[PATCH 2/6] tests: colcrt: fix reliance on EILSEQ in POSIX locale

Patrick Steinhardt <ps@xxxxxx> · Fri, 23 Aug 2019 12:16:59 +0200

The input file "crash1" in the colcrt/regressions test contains the
illegal byte sequence "\x94\x7e". While "\x7e" is '~', "\x94" is not a
valid character. Thus, the test assumes that getwc(3P) will return
`WEOF` and set `errno=EILSEQ`, causing colcrt(1) to abort reading the
stream and thus not print the trailing '~'.

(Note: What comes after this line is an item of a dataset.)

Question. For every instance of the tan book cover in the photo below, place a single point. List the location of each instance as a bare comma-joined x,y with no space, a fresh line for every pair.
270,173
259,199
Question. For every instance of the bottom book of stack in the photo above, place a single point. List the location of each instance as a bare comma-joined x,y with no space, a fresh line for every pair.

This assumption holds just fine for glibc as it will dutifully report
EILSEQ, but musl libc will happily read the complete stream without
complaining about the illegal character. But in fact, as tests run with
LC_ALL=POSIX by default, glibc's behaviour is wrong while musl is right.
Quoting mbrtowc(3P) from POSIX.1-2017:

    [EILSEQ] An invalid character sequence is detected. In the POSIX locale an
             [EILSEQ] error cannot occur since all byte values are valid
             characters.

Fix the issue by running the colcrt tests with C.UTF8 locale.

Signed-off-by: Patrick Steinhardt <ps@xxxxxx>
---
 tests/ts/colcrt/regressions | 2 +-
 1 file changed, 1 insertion(+), 1 deletion(-)

diff --git a/tests/ts/colcrt/regressions b/tests/ts/colcrt/regressions
index 394c4e823..2adeea3f3 100755
--- a/tests/ts/colcrt/regressions
+++ b/tests/ts/colcrt/regressions
@@ -24,7 +24,7 @@ ts_check_prog "timeout"
 
 check_input_file() {
 	ts_init_subtest ${1##*/}
-	timeout 2 $TS_CMD_COLCRT < $1 > $TS_OUTPUT 2>&1
+	LC_ALL=C.UTF-8 timeout 2 $TS_CMD_COLCRT < $1 > $TS_OUTPUT 2>&1
 	echo "return value: $?" >> $TS_OUTPUT
 	ts_finalize_subtest
 }
-- 
2.23.0